NEW YORK: The dollar dropped against the yen on Wednesday after reports showed the US private sector created fewer jobs than expected and the pace of growth in the service sector slowed last month, raising concerns that a recovery in the world's largest economy has stalled.
The weaker-than-expected ADP National Employment Report and soft service sector number followed a poor US manufacturing reading on Monday that suggested the economy, which has seen a run of strong data the last few weeks, has lost some momentum.
Against the yen, the dollar fell 0.6 percent to 92.84 yen after hitting a session low of 92.69. The US currency remained well below a 3-1/2-year high of 96.71 yen set last month.
Analysts said choppy moves in currencies were unlikely before the end of the Bank of Japan's April 3-4 policy meeting, in which it is widely expected to ramp up its bond buying and extend the maturities of the debt it buys.
"Everyone will be watching to see how much in additional purchases the BoJ will announce and if it will be large in scale like the U.S Federal Reserve's or marginal and incremental like they have done in the past," said Ben Emons, senior vice president/global portfolio manager, at Newport Beach, California-based PIMCO, which had $2 trillion in assets under management as of Dec. 31.
"People are in a holding pattern right now and waiting to see if the BoJ surprises to the upside or downside," he said.
The dollar has climbed roughly 22 percent against the yen since November, when markets first started pricing in more aggressive monetary easing from the BoJ.
Emons, who oversees $70 billion in global assets and also oversees PIMCO's Forex ETF fund, said he expects dollar/yen to rise again and reach 100 over the next three to six months.
"That's because the Bank of Japan is committed to its 2 percent inflation target, which is different than a goal, so the yen should weaken on that," he said. "The dollar should also gain from risk aversion stemming from Europe."
Kathy Lien, director at BK Asset Management in New York, said the US services sector and ADP numbers do not bode well for Friday's US employment report.
"This signals the potential for a sizable disappointment along with further dollar weakness," she said.
ADP on Wednesday reported an increase of 158,000 jobs in private employment, well below the consensus forecast of 200,000. It also revised up February's jobs number to 237,000 from an initial reading of 198,000, though that did little to lift sentiment.
Similarly, the Institute for Supply Management said its services index last month fell to its weakest since August, and was short of economists' forecasts.
The employment component of the ISM index also dropped, causing nervousness going into Friday's US nonfarm payrolls report.
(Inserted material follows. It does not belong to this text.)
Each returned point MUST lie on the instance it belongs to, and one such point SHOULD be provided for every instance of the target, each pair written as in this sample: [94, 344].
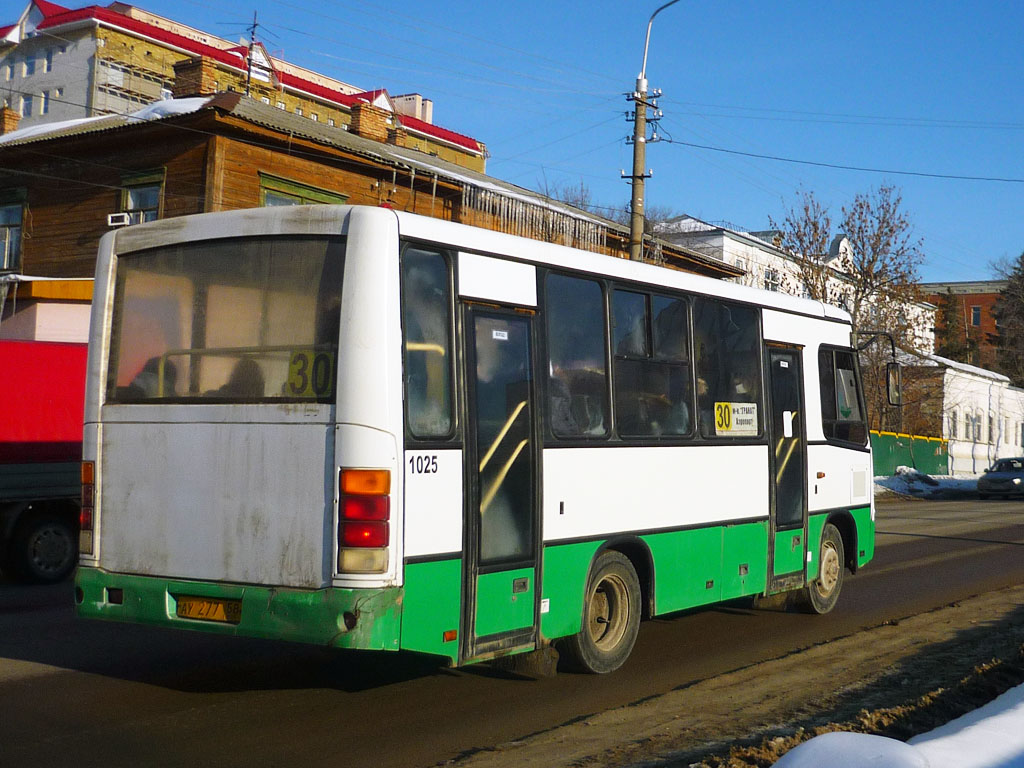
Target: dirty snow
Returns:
[909, 481]
[991, 736]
Still, not many analysts have revised their forecast.
Analysts are forecasting US payrolls to add 200,000 jobs in March, with the unemployment rate seen holding steady at 7.7 percent.
The euro hit a session high against the dollar after the ADP and services sector reports and was last changing hands at $1.2848, up 0.2 percent on the day.
But the euro zone's common currency looked somewhat vulnerable given a recent run of weak data which, when added to political turmoil in Italy and concerns about Cyprus, could lead European Central Bank President Mario Draghi to strike a dovish tone in his post-meeting comments on Thursday.